CEO Joe Ripp Talks Cost Cuts at Newly Independent Time Inc.

More acquisitions in the works

Time Inc. has already implemented numerous cost-cutting measures ahead of its spinoff from parent company Time Warner, which was officially completed yesterday when CEO Joe Ripp rang the opening bell at the New York Stock Exchange. But for the newly independent company, already saddled with $1.3 billion in debt, the road ahead won’t be getting much smoother.

Over the weekend, a report in the New York Times said that the company is planning to make even deeper cuts, which includes reducing editorial costs by about 25 percent in the coming months. Time Inc. has already finalized a move from Time & Life headquarters next year (which Ripp said would save $50 million per year) and, in late 2013, eliminated more than 500 jobs.

When asked about the Times' report, Ripp said that cost-cutting measures will continue to be par for the course across all departments. “We’ve been working with [chief content officer Norman Pearlstine] for quite some time, asking about costs for pictures, about the number of kitchens we have, about how we can share content, but we’re also asking questions of the finance and marketing organizations,” he said.

According to a source within the company, although staffers are suitably concerned about their futures in light of the recent news, there’s been no formal announcement as far as the scope of these latest cuts. “There are always discussions about cutting and the [25 percent] number has been floated out there for sure, but there’s been no word of exactly where or how. No one really knows what to make of it yet.”

Added the source, “I think it’s reached its point where change is so constant that you can’t fret about it as much.”

There has also been some speculation that Time Inc. might consider selling its lifestyle group headquarters in Birmingham, Ala. While Ripp said that there are no immediate plans to move titles like Southern Living and Cooking Light from their current home, he added, “We’re asking ourselves hard questions about all the real estate we own.”

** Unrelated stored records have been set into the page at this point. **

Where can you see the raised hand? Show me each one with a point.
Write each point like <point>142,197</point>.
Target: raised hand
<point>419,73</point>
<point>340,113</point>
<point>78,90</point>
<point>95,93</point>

Despite the company’s financial troubles, Ripp was bullish about acquisitions. Last week, the company bought family organizer app Cozi, which Ripp said will fit into Time Inc.’s current lifestyle offerings. “I think you’ll see a lot more acquisitions from us,” he said. “I don’t see myself doing the $2 billion transformative transaction anytime soon, but I do think there’s an opportunity for us to invest wisely to offset the print decline that we’re experiencing.”